The regulation of clyA secretion is not well characterized. To date, the method by which newly synthesized clyA is localized to the periplasm is unknown. All that is known about this process is that the secretion of clyA is not dependent on any known signal sequence, nor does it require cytolytic activity of clyA.

This version of clyA is tagged at the C-terminus, the his tag has shown no attenuation of clyA cytolytic effects.

Characterization

The clyA gene was synthesized commercially and cloned into pDawn, a newly developed expression system that induces protein expression in response to irradiation from blue light. The pDawn-clyA construct was then transformed into E. coli. BL21 for subsequent expression.
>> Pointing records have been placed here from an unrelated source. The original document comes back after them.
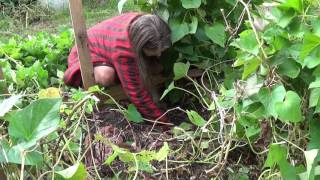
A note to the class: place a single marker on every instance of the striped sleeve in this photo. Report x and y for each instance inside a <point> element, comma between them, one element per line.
<point>127,71</point>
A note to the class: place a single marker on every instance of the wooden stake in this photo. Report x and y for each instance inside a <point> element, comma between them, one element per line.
<point>2,80</point>
<point>80,32</point>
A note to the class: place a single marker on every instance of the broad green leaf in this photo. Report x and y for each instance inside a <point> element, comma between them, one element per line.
<point>179,30</point>
<point>50,92</point>
<point>276,154</point>
<point>290,109</point>
<point>94,89</point>
<point>315,84</point>
<point>313,59</point>
<point>195,118</point>
<point>247,42</point>
<point>311,41</point>
<point>163,152</point>
<point>216,33</point>
<point>111,158</point>
<point>250,67</point>
<point>132,114</point>
<point>289,68</point>
<point>35,121</point>
<point>120,5</point>
<point>314,97</point>
<point>304,176</point>
<point>189,4</point>
<point>295,4</point>
<point>288,172</point>
<point>180,70</point>
<point>14,154</point>
<point>314,130</point>
<point>316,26</point>
<point>193,26</point>
<point>212,106</point>
<point>7,104</point>
<point>170,87</point>
<point>252,131</point>
<point>75,172</point>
BL21 containing pDawn-clyA was cultured in blue light and the bacteria collected, lysed, and purified through a standard IMAC Ni-Agarose purification process. SDS-PAGE gel electrophoresis (Figure 1) shows that clyA-his (34kDa) is produced by BL21 bacteria, and that the production of clyA is not toxic to BL21.

Figure 1: The production of clyA-his in BL21 in both bacteral lysate and culture medium.